Karanlıktan çıkış için

Abone Ol


Bu iktidardan kurtulma yolu elbette siyaset içinde olacaktır. Siyaset, bir bakıma “inançlar, ülküler, ilkeler, fikirler ile gerçekleri bağdaştırmak ve en akılcı çözümü bulmak” diye tanımlanır. İnançlardan, ülkülerden, ilkelerden, fikirlerden yoksun bir siyaset “Oportinizm” diye adlandırılır. Fırsatçılık desek de olur. Ancak, gerçeklerden büsbütün kopan bir siyaset de “Ütopizm” olur. Hayalcilik demeliyiz.

“İlkeli ve gerçekçi siyaset” penceresinden baktığımız zaman bugünün şartlarında üç siyasi partiden başkasına Meclise Milletvekili sokma imkanı görünmüyor. Öyleyse görev AKP dışındaki iki partinindir. MHP ve CHP…

Her olay ve her şey karşıtı ile anlam kazanır. AKP’nin kötülüğü öylesine büyük ve AKP iktidarı Türkiye için öylesine büyük tehlikedir ki, MHP ve CHP’nin kusurları ve birbirinden farkları önemini yitirmiştir. Öncelikle bu iki partinin “Cumhuriyetin temelleri” konusunda ortak düşüncede olduklarını tespit etmeliyiz. Bu konu bütün konulardan daha önemli hale gelmiştir. Öte yandan MHP’nin Genel Başkanı’nın, Cumhuriyete ve değerlerine bağlılığı, Türklük konusundaki duyarlılığı, Devlet adamlığı ciddiyeti ve dürüstlüğü toplumca kabul edilen bir durumdur. CHP’nin Genel Başkanı’nın da Cumhuriyet ve dürüstlük konusunda iyi bir intiba ortaya koyduğu görülüyor.

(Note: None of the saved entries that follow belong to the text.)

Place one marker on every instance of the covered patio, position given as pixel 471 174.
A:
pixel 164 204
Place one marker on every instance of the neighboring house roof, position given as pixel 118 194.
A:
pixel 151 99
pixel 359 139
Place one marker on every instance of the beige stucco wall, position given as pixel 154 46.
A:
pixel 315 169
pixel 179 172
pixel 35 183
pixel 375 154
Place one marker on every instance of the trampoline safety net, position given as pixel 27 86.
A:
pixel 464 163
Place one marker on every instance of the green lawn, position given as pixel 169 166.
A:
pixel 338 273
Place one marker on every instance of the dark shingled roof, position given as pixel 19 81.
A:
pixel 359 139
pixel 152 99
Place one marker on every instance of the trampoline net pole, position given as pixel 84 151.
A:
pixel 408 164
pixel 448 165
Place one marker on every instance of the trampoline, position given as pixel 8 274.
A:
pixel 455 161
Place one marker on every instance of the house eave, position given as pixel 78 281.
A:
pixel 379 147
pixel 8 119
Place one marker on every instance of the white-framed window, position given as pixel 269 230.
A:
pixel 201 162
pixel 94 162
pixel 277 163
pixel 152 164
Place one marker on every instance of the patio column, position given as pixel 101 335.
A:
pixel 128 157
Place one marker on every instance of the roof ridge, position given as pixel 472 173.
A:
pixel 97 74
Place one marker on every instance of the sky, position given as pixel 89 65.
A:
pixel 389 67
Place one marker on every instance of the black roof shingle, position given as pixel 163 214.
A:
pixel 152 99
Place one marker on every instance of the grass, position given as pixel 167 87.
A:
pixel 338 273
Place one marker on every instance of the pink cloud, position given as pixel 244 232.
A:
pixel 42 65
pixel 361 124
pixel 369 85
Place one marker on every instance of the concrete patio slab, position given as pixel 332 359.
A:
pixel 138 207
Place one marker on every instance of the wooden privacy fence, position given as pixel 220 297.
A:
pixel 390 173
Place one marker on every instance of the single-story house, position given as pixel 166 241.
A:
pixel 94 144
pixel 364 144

MHP ile CHP arasındaki asıl ayrım, MHP’nin manevi değerlere daha saygılı ve Türkülüğü tarihin derinliklerinden alan anlayışıdır. CHP ise, uzun zaman halkın manevi değerlerini karşısına alan bir görüntü vermiştir. Söz gelimi, anlamsızca yapılan başörtü karşıtlığı bunun bir örneğidir. Şimdilerde CHP’nin bu anlayışını bırakma çabası içinde olduğunu görüyoruz.

Bu noktada bugünkü karanlık dönemi başlatan AKP’yi, bir kısım siyasetçilerimizin anlamsız manevi değerler karşıtlığı ile, yine bir kısım siyasetçilerimizin din sömürücülerinin ekmeğine yağ süren söylem ve eylemlerinin beslediğini, büyüttüğünü ve ülkenin başına bela ettiğini hatırlamalıyız. Hatırlamalıyız ki, bundan sonra böyle yanlışlıklar yapılmasın…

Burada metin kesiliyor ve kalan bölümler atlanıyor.